Describe alternatives you've considered

  1. Using PostToolUse: This is not a viable alternative, as the documentation explicitly states it only runs on successful tool completion. It cannot be used to catch failures.
  2. Using PreToolUse: This is also not viable, as it's impossible to predict most runtime failures (e.g., network errors, timeouts, command-specific errors) before the tool is executed.
  3. Relying on Claude to parse raw stderr: This is the current behavior. While often effective, it can be unreliable for complex errors or when specific, structured information needs to be extracted from failure logs. An OnToolError hook allows for deterministic parsing and feedback generation, significantly improving the reliability and resilience of agentic loops.

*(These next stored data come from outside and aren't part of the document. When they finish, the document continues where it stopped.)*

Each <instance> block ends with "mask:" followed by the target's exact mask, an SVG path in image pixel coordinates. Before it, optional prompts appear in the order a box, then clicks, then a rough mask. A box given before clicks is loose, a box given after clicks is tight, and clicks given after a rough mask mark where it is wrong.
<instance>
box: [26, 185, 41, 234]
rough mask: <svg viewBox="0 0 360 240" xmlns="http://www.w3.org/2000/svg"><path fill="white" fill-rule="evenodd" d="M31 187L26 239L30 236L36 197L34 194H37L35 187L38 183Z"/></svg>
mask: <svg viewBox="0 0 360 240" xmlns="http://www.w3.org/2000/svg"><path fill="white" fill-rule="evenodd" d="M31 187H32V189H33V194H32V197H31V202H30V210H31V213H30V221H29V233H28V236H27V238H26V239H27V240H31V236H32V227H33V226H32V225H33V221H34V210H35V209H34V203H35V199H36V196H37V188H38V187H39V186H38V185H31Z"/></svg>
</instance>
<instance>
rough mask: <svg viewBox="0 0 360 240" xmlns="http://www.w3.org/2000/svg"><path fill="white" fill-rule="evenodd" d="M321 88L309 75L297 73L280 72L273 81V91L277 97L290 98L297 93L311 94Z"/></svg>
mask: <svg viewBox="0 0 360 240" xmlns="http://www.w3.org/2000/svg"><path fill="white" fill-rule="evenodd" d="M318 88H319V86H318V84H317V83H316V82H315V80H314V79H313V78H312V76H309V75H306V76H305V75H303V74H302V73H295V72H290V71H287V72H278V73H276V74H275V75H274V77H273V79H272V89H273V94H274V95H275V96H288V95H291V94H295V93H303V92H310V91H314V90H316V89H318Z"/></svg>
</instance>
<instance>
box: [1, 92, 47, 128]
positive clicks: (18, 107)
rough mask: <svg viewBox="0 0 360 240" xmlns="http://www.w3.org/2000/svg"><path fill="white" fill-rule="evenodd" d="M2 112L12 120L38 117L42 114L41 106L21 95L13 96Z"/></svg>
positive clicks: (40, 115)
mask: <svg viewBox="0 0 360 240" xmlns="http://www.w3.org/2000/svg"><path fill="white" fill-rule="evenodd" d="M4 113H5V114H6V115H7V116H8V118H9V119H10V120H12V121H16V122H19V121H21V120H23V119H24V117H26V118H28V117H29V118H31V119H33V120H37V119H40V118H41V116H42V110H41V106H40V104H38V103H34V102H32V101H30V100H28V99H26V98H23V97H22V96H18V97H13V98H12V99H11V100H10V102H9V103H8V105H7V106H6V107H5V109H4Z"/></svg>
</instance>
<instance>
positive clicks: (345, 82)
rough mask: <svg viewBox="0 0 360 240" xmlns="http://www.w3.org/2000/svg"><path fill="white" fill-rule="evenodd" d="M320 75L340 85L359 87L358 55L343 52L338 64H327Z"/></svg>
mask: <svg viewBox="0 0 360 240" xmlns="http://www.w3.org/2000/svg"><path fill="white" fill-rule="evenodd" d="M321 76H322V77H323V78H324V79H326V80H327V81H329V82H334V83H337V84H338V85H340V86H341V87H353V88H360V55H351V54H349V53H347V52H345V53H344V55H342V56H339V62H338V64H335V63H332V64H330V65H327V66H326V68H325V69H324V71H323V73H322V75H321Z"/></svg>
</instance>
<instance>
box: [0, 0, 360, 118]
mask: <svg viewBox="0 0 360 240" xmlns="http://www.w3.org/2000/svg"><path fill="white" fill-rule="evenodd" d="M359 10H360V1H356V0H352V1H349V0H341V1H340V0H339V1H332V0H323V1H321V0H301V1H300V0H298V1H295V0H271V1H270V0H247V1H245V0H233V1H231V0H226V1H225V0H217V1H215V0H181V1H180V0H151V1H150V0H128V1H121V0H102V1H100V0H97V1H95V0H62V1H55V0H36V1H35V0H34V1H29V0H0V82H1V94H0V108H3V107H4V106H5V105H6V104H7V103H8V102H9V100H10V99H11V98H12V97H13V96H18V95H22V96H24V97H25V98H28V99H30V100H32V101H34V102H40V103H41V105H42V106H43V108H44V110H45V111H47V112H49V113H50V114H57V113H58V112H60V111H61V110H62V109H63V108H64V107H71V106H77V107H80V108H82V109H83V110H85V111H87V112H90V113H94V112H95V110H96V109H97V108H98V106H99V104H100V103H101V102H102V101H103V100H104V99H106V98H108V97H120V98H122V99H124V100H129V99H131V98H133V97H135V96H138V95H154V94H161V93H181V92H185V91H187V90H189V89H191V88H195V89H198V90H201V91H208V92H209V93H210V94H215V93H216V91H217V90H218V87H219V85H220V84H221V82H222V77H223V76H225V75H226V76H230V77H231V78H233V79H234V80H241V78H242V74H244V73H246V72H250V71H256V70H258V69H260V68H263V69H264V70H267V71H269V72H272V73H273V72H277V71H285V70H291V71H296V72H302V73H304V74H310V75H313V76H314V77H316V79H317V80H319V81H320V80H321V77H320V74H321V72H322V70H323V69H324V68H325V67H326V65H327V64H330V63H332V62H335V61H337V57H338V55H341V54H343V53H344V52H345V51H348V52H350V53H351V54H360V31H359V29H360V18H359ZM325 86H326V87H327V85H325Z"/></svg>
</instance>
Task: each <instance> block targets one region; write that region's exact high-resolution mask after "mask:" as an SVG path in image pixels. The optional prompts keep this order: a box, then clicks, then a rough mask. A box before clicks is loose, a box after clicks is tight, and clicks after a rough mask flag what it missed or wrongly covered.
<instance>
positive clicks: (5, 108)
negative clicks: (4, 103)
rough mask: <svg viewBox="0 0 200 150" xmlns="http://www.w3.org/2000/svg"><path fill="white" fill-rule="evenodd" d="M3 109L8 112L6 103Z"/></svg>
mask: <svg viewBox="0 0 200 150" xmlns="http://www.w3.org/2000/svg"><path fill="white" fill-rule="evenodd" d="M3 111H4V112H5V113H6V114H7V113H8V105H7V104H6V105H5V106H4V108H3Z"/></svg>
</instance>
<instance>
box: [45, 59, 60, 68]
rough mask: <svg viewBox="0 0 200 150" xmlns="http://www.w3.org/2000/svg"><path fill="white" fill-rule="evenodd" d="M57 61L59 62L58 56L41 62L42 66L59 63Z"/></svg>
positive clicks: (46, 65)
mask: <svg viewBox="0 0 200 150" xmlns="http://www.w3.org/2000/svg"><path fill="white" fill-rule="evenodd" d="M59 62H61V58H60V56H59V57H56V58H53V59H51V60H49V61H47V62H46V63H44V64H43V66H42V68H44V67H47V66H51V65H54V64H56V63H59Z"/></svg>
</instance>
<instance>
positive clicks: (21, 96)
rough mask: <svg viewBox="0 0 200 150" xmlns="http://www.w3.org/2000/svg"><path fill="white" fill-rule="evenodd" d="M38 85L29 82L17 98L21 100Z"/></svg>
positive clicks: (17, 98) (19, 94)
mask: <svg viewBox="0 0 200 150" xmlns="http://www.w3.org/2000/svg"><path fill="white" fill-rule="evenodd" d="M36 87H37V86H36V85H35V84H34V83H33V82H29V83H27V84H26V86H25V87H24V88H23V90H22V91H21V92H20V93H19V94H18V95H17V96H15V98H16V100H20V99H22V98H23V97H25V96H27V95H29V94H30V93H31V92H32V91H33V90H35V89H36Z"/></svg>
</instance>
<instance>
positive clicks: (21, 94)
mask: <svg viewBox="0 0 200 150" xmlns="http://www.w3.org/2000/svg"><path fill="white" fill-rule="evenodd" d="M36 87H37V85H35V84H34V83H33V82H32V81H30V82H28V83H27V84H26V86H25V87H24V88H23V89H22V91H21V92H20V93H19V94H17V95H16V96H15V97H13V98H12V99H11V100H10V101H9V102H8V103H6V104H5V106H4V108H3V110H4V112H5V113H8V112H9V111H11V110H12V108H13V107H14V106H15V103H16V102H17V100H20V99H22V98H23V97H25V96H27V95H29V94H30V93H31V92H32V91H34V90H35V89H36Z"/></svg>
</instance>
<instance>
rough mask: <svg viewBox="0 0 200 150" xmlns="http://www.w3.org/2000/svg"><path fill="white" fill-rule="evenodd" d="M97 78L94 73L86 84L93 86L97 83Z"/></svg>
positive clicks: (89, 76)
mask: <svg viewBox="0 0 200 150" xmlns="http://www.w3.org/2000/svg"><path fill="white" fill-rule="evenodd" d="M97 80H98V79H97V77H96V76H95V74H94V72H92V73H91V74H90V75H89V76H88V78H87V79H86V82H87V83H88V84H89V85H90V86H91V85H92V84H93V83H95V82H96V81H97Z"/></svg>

Use Cases & Additional Context

This feature would unlock several powerful, enterprise-grade workflows:

  • Automated Test-Fix Loops: An OnToolError hook on Bash(npm test) could parse test failure logs, identify the exact failing test and error, and feed a concise summary back to Claude with a directive to fix that specific issue.
  • Intelligent Error Remediation: A hook could analyze a complex stack trace, identify the root cause (e.g., "missing dependency" vs. "syntax error" vs. "OOM error"), and provide a much more direct and actionable reason for Claude to act upon.
  • Custom Retry Logic: If an npm install command fails due to a known corporate proxy issue, a hook could inspect stderr and instruct Claude to retry after setting the appropriate proxy environment variables.
  • Automated Failure Reporting & Alerting: If a critical tool (like a deployment script) fails, a hook could capture the full error context and automatically create a detailed ticket in Jira/Linear or send a structured notification to a Slack channel or a monitoring service like Datadog.
  • Graceful Fallbacks for MCP Tools: If an mcp__ tool fails due to a transient network error, an OnToolError hook could implement retry-with-backoff logic or suggest an alternative tool to Claude.

Example OnToolError Hook Script (Python)

This script, registered for Bash tool failures, parses npm test output and provides a targeted suggestion to Claude.

#!/usr/bin/env python3
import json, sys, re

hook_input = json.load(sys.stdin)
error_data = hook_input.get("error", {})
stderr = error_data.get("stderr", "")

# Check if it's a specific type of test failure
missing_dependency_match = re.search(r"Cannot find module '(.+?)'", stderr)

if missing_dependency_match:
    dependency = missing_dependency_match.group(1)
    # Create a structured JSON response to guide Claude
    response = {
        "decision": "block",
        "reason": f"The tests failed due to a missing dependency: '{dependency}'. Suggest running `npm install {dependency}` to fix it."
    }
    print(json.dumps(response))
    # Exit 0 because we are providing structured output which takes precedence
    sys.exit(0)

# For any other error, fall back to default behavior (log and continue)
sys.exit(0)

Security Considerations

The OnToolError hook introduces a new vector for data handling. The stdout and stderr from failed commands could contain sensitive information (e.g., stack traces with internal paths, failed API requests with partial keys). Hook scripts that send this data to external services (like logging or ticketing systems) must sanitize the output to prevent accidental data leakage.

By following the existing design patterns of the hooks system, the OnToolError hook would be a natural and powerful extension for developers looking to build more robust and resilient automations with Claude Code.